A FRIEND OF COMMUNITY

Of course, Character Engine’s close relative is a rather different beast in terms of its aims. But Ally’s community management powers pull on exactly the same ability to harness and focus social physics and cognitive AI, as detailed ing the Community Matters panel.

Currently, SpiritAI is working with several game developer partners, while working on serving other industries and creative specialties also in need of natural, meaningful conversation between human and computer. Robotics makes for an obvious market, but there’s also a space for Character Engine’s abilities in the worlds of training, medical care and education.

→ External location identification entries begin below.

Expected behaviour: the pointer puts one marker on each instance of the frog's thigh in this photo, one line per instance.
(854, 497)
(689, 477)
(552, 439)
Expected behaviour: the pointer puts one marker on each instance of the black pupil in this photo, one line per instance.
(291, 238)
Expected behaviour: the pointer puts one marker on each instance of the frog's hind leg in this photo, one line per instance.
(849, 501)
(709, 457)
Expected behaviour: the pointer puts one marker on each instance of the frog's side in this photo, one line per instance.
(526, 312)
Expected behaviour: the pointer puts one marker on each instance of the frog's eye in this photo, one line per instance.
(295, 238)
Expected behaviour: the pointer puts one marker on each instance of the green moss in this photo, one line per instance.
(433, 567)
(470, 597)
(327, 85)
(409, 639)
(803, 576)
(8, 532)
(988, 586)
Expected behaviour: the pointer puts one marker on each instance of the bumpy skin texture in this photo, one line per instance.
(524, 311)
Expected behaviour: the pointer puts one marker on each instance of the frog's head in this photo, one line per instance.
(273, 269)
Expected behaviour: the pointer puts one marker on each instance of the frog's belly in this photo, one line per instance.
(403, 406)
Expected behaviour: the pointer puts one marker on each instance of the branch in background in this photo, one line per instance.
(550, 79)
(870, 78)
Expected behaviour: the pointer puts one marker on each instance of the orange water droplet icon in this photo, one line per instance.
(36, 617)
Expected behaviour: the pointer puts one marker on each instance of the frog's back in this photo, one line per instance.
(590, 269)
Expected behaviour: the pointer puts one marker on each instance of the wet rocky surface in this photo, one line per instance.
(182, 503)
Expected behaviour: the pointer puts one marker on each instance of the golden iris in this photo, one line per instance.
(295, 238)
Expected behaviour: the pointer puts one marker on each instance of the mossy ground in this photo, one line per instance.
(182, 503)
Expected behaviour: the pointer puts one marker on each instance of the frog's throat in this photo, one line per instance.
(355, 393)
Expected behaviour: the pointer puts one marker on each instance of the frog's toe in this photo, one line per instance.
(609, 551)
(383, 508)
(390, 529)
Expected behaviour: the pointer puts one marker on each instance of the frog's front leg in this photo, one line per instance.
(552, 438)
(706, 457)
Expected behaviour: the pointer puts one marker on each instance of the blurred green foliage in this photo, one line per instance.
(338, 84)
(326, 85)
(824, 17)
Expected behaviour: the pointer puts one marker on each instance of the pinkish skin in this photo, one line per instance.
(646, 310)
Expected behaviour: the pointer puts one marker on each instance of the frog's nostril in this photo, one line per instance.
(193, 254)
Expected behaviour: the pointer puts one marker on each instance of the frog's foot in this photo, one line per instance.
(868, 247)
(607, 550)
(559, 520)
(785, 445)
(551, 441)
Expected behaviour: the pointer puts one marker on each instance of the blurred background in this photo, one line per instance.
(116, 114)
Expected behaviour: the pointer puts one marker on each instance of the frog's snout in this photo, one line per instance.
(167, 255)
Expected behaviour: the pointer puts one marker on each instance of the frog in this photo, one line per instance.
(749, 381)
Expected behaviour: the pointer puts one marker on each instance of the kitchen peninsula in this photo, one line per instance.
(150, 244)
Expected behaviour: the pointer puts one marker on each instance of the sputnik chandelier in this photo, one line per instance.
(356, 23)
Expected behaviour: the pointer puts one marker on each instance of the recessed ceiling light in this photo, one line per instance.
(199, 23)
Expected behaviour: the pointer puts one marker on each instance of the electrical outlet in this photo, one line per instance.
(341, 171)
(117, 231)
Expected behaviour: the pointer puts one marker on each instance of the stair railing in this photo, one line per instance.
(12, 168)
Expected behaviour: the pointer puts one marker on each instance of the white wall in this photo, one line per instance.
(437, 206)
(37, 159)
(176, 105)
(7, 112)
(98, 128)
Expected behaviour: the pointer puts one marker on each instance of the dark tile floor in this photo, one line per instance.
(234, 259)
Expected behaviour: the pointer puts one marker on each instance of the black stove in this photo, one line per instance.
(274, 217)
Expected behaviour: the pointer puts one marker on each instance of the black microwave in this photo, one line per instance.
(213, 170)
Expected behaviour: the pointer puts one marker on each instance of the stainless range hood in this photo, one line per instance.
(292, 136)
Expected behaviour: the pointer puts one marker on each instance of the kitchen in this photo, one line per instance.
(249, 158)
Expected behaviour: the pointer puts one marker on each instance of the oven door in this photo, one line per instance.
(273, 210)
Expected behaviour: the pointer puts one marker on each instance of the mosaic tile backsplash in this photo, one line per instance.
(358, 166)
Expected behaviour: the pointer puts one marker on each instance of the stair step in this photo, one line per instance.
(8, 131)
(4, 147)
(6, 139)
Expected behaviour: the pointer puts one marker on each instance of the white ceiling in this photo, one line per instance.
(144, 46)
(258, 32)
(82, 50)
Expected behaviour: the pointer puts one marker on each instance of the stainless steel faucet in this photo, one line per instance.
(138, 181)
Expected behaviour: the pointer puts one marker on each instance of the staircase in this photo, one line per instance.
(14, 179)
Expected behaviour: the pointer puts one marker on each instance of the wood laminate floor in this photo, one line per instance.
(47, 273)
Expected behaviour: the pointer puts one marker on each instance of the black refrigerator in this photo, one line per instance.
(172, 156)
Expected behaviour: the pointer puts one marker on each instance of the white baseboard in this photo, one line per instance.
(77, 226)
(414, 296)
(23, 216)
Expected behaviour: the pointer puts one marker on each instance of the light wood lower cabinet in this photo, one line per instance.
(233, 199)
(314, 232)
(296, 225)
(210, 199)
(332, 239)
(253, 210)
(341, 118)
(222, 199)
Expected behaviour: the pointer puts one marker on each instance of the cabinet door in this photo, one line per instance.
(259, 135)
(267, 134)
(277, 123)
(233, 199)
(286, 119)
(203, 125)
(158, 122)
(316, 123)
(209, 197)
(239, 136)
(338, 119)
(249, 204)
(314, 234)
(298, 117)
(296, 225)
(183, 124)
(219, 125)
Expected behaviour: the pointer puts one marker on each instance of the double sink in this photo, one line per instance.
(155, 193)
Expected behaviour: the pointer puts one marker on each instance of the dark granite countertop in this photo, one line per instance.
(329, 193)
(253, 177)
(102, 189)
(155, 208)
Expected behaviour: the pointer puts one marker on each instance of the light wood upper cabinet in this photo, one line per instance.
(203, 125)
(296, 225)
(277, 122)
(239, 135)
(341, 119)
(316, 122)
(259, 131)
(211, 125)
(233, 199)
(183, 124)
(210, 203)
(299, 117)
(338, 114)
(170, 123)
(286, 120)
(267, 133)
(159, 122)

“The idea of assistance bots has become a very real idea now, and using our tech there could be very powerful,” Khandaker-Kokoris offers as an example. “Now we have all these things like Alexa and Siri, which are great for short question and answer interactions, but they have no personality behind them. That’s not what the future of assistance AI should be. We want – again, going back to our original mission of building much more humanistic AI – to help people building these other technologies or working in other fields to build characters that actually have personality, and actually can work according to a particular agenda.”

Exactly what that means for video games is as uncertain as it is exciting. There’s much talk of new game genres as Khandaker-Kokoris packs away the demo, and even a little musing on what this might mean for the role of voice acting in games.

“Bossa were keen to answer the question – as Imre Jelle [co-founder and creator-in-chief] there puts it – ‘what is the walking simulator of conversations?’.” It’s a striking question, as are most of those that centre around Character Engine’s potential to reinvent the conventions of gameplay.